Schwarzenegger Plans To Embarrass Himself In ‘King Conan’ Next Year

Arnold Schwarzenegger has spent the last few years embarrassing himself. His last few movies have been among the lowest-grossing projects he’s been involved in and it’s fairly clear his ability to put asses in seats has passed. Being enormously rich and 67 years old, you’d think this would translate out to quietly stepping aside. But nope, instead, he’s making a Conan movie!

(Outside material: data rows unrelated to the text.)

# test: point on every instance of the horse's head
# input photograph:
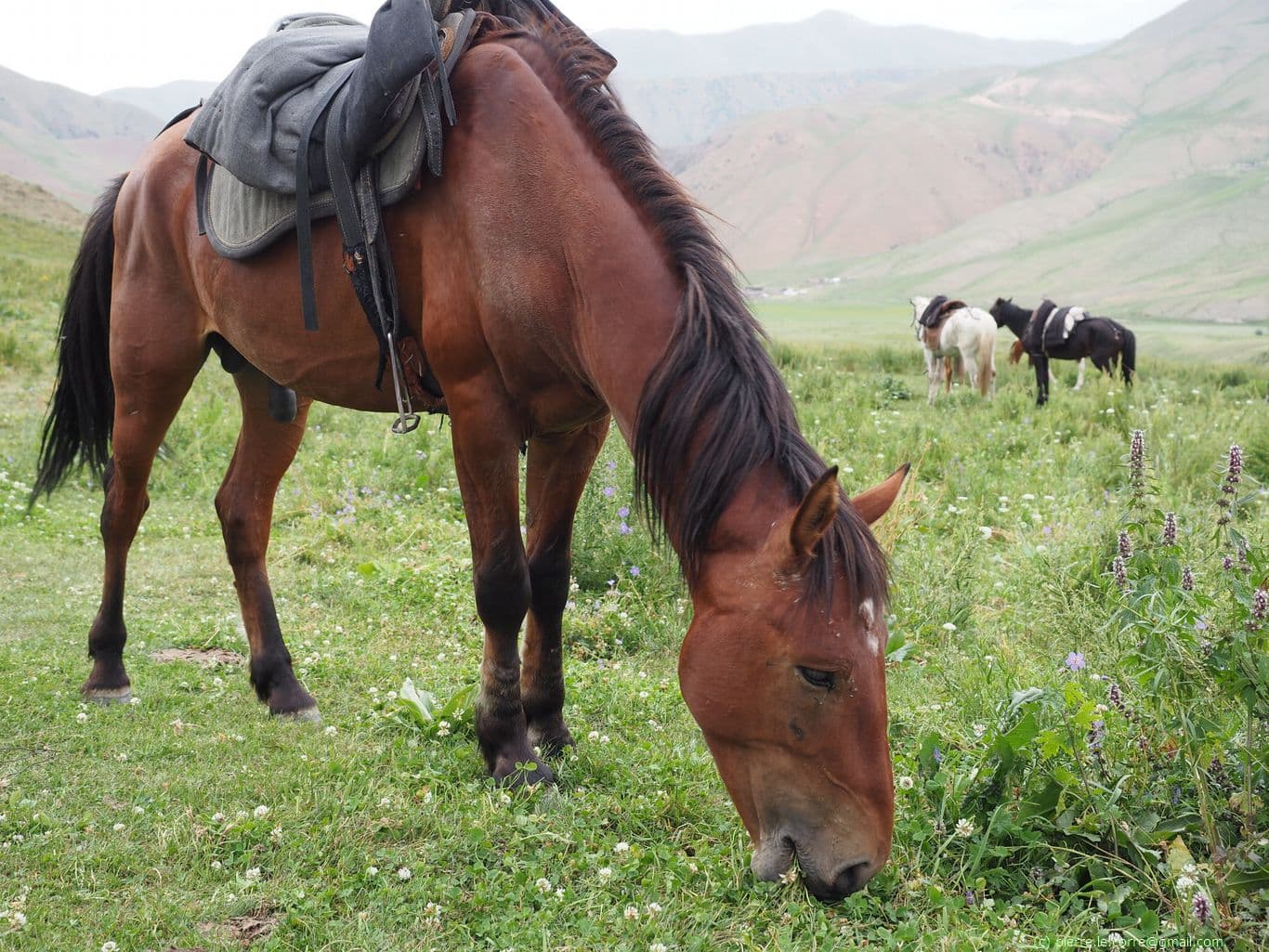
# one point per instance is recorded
(788, 687)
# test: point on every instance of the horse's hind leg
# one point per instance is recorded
(557, 473)
(150, 385)
(243, 502)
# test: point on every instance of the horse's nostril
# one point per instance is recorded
(852, 879)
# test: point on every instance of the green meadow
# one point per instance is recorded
(1080, 761)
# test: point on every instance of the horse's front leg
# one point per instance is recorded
(557, 473)
(486, 456)
(243, 502)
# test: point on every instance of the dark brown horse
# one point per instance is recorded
(565, 280)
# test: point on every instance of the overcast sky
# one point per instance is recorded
(99, 45)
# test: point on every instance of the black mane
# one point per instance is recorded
(716, 408)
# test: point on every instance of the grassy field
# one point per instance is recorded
(1033, 809)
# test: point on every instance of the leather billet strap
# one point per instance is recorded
(304, 212)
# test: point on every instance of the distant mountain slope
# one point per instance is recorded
(62, 113)
(66, 141)
(165, 100)
(21, 200)
(829, 42)
(1136, 172)
(680, 111)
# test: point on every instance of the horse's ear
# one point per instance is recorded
(815, 515)
(874, 502)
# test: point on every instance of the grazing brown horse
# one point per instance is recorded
(557, 278)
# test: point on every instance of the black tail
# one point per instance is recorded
(82, 412)
(1130, 356)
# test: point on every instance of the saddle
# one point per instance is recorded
(1051, 325)
(326, 116)
(933, 318)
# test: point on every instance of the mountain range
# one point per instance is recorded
(898, 160)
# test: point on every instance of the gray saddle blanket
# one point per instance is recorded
(254, 122)
(1057, 322)
(242, 220)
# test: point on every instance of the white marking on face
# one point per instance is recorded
(867, 612)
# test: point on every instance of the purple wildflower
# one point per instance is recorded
(1235, 475)
(1116, 697)
(1096, 734)
(1120, 571)
(1202, 907)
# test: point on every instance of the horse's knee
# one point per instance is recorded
(548, 580)
(239, 526)
(503, 589)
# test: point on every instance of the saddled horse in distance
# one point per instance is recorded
(1101, 339)
(558, 278)
(967, 335)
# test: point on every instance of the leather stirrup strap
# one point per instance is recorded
(304, 211)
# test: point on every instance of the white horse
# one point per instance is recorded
(968, 335)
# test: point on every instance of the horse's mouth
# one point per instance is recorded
(773, 858)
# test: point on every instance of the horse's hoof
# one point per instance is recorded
(306, 715)
(551, 740)
(530, 773)
(108, 696)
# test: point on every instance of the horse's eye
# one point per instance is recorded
(818, 678)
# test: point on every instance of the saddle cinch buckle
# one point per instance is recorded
(408, 421)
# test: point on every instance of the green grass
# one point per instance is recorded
(138, 826)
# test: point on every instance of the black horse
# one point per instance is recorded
(1106, 343)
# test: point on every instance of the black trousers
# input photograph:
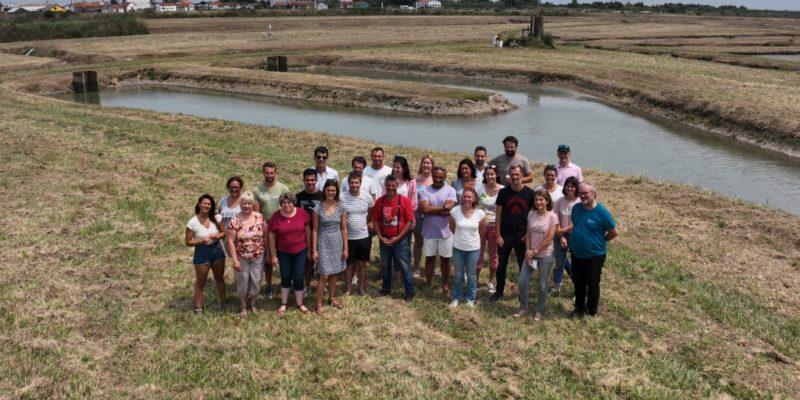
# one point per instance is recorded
(586, 278)
(504, 252)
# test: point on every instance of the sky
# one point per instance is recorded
(793, 5)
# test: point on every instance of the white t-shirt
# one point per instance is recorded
(357, 208)
(467, 236)
(200, 231)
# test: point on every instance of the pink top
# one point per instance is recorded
(563, 209)
(538, 225)
(562, 173)
(249, 240)
(290, 231)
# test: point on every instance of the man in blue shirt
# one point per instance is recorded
(592, 227)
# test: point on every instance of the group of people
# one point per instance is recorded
(329, 226)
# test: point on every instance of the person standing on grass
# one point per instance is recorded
(357, 205)
(550, 185)
(512, 207)
(392, 219)
(437, 201)
(245, 239)
(487, 198)
(307, 199)
(565, 168)
(267, 194)
(289, 245)
(423, 180)
(324, 172)
(329, 242)
(203, 232)
(592, 227)
(358, 164)
(510, 157)
(467, 223)
(563, 210)
(542, 225)
(377, 171)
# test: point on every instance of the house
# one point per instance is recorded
(428, 4)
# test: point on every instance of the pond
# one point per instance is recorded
(600, 136)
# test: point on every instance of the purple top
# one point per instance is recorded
(436, 226)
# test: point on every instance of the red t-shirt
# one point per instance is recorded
(290, 232)
(393, 215)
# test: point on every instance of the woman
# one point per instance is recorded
(289, 240)
(542, 225)
(487, 198)
(406, 186)
(329, 242)
(563, 210)
(229, 205)
(467, 175)
(245, 237)
(203, 232)
(467, 224)
(423, 180)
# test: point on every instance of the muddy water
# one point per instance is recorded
(600, 136)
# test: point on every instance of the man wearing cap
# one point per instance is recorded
(510, 157)
(565, 168)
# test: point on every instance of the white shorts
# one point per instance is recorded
(438, 247)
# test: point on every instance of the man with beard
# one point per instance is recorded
(509, 158)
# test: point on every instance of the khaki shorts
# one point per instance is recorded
(438, 247)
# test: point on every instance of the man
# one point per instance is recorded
(358, 164)
(513, 204)
(509, 158)
(393, 219)
(267, 194)
(592, 227)
(437, 201)
(377, 171)
(565, 168)
(308, 199)
(480, 163)
(324, 172)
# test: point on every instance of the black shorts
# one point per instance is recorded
(358, 250)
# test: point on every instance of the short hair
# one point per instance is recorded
(428, 156)
(287, 196)
(511, 139)
(358, 159)
(354, 175)
(496, 174)
(545, 195)
(571, 181)
(235, 178)
(334, 183)
(472, 170)
(321, 149)
(310, 172)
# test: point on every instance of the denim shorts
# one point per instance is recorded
(205, 254)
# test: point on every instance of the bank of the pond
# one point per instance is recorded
(357, 93)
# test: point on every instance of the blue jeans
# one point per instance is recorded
(293, 267)
(562, 262)
(400, 256)
(465, 261)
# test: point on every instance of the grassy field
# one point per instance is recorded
(699, 294)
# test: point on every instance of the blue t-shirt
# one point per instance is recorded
(588, 238)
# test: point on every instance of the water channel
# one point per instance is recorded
(601, 136)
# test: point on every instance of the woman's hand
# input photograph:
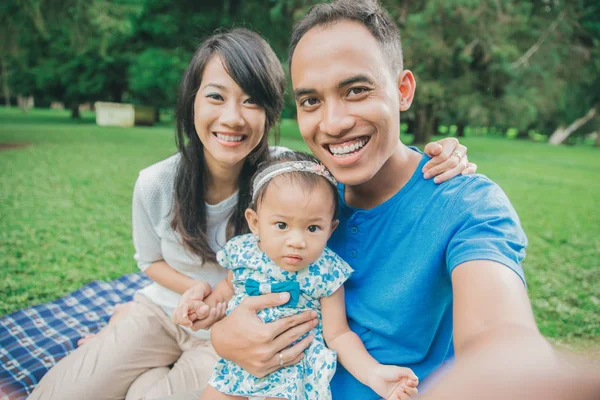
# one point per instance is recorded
(448, 159)
(243, 338)
(191, 306)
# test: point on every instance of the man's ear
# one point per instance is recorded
(334, 225)
(407, 86)
(252, 219)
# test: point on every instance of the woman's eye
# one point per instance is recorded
(309, 101)
(215, 96)
(357, 91)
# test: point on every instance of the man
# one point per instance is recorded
(437, 267)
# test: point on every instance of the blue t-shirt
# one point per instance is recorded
(399, 299)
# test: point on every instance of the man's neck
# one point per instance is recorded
(392, 177)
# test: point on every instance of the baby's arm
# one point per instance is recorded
(388, 381)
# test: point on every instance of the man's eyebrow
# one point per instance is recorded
(303, 92)
(349, 81)
(356, 79)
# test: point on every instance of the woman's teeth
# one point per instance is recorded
(345, 149)
(229, 138)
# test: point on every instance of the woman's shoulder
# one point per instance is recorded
(158, 179)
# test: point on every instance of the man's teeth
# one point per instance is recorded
(347, 149)
(229, 138)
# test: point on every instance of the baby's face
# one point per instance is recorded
(294, 222)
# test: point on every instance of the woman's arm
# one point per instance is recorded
(385, 380)
(166, 276)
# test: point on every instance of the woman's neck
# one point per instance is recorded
(222, 181)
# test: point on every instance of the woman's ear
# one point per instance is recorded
(252, 219)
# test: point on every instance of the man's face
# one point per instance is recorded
(348, 100)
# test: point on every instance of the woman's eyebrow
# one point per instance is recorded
(215, 85)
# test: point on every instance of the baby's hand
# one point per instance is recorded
(191, 306)
(393, 383)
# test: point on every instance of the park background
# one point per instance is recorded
(502, 75)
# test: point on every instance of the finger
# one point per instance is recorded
(286, 324)
(444, 162)
(433, 149)
(471, 169)
(292, 353)
(294, 333)
(448, 146)
(257, 303)
(451, 173)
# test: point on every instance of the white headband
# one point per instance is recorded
(290, 166)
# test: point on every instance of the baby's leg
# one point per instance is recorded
(210, 393)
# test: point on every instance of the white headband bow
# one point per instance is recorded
(290, 166)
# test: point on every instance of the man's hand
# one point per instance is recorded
(243, 338)
(393, 383)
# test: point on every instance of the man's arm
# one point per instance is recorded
(500, 353)
(488, 297)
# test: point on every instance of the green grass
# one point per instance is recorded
(65, 209)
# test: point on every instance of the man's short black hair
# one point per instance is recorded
(369, 13)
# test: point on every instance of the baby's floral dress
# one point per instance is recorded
(254, 273)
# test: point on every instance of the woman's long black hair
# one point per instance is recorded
(253, 65)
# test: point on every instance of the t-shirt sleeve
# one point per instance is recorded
(145, 239)
(334, 272)
(485, 226)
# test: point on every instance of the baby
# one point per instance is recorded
(292, 215)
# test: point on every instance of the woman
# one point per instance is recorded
(184, 210)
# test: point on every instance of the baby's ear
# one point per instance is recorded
(334, 225)
(252, 219)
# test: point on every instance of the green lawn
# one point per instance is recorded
(65, 211)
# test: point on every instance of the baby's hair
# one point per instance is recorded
(305, 178)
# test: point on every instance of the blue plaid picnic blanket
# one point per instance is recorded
(34, 339)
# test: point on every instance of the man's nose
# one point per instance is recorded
(336, 120)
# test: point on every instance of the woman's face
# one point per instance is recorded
(228, 122)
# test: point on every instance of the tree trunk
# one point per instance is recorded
(424, 125)
(460, 129)
(561, 133)
(5, 88)
(75, 111)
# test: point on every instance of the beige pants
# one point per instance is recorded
(143, 355)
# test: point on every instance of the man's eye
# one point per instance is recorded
(357, 91)
(309, 101)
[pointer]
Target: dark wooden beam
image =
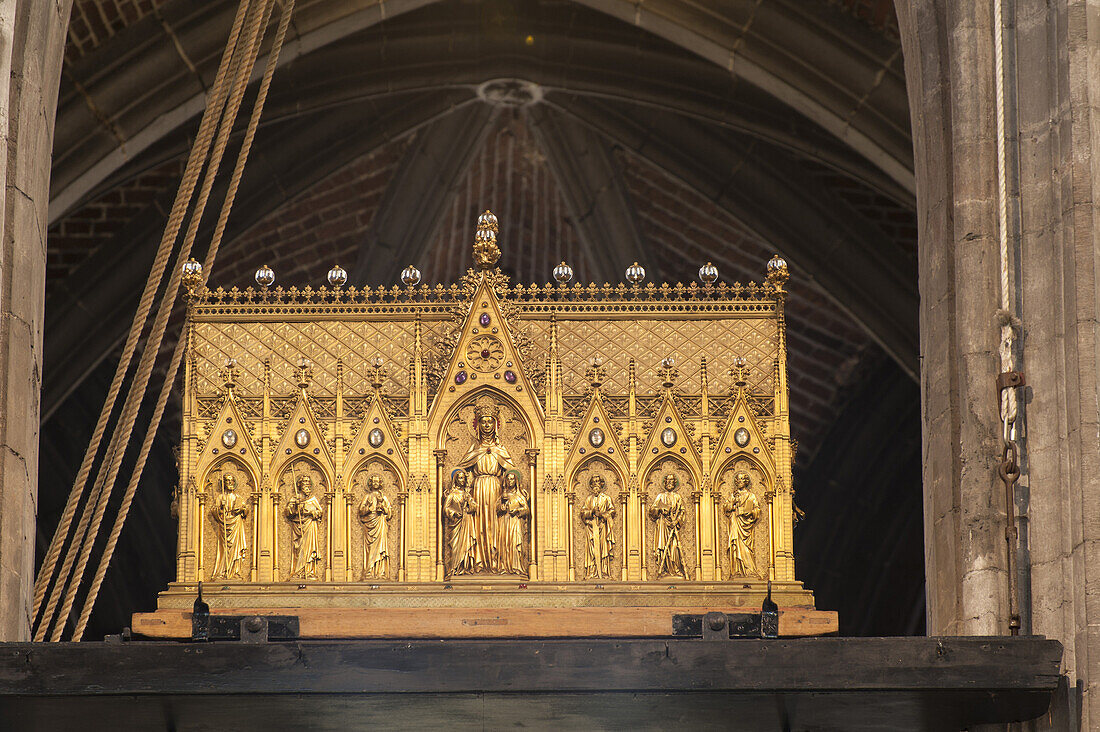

The basic plot makes sense, at least. As we all know, Conan eventually becomes King of Aquilonia, because in Robert E. Howard’s world, political leadership is best determined by how well you stab things. Needless to say, there’s intrigue surrounding the crown and Conan has to do what he does best, namely behead people.

TheArnoldFans, basically the actor’s fansite, caught up with Fredrik Malmberg, the producer of King Conan, and it sounds like Universal actually wants to make the movie:

That’s the intention,” says Malmberg. “Arnold wants that. I would like that and I know everyone from the studio side would like that but it’s all in the script. We need to get the script where it’s right and ready to go. In the movie world, nowadays, when a movie is a go movie, it happens very quickly.”

Whether this will actually happen is an open question, of course: There are always movies in development in Hollywood, and they’re always on the verge of being made according to the people who desperately want you to give them money to produce them. But Arnold is finishing up Terminator Begins, excuse me, Terminator: Genesis and he apparently still wants to hear he’s a movie star. It does help that as poorly as his recent movies have done in the US, they still do OK numbers overseas.

So, yeah, we’re probably going to see one more Conan movie before Schwarzenegger goes back to politics or something. That said, really, somebody should just put Schwarzenegger in touch with Terry Pratchett. We can think of no better leader of the Silver Horde.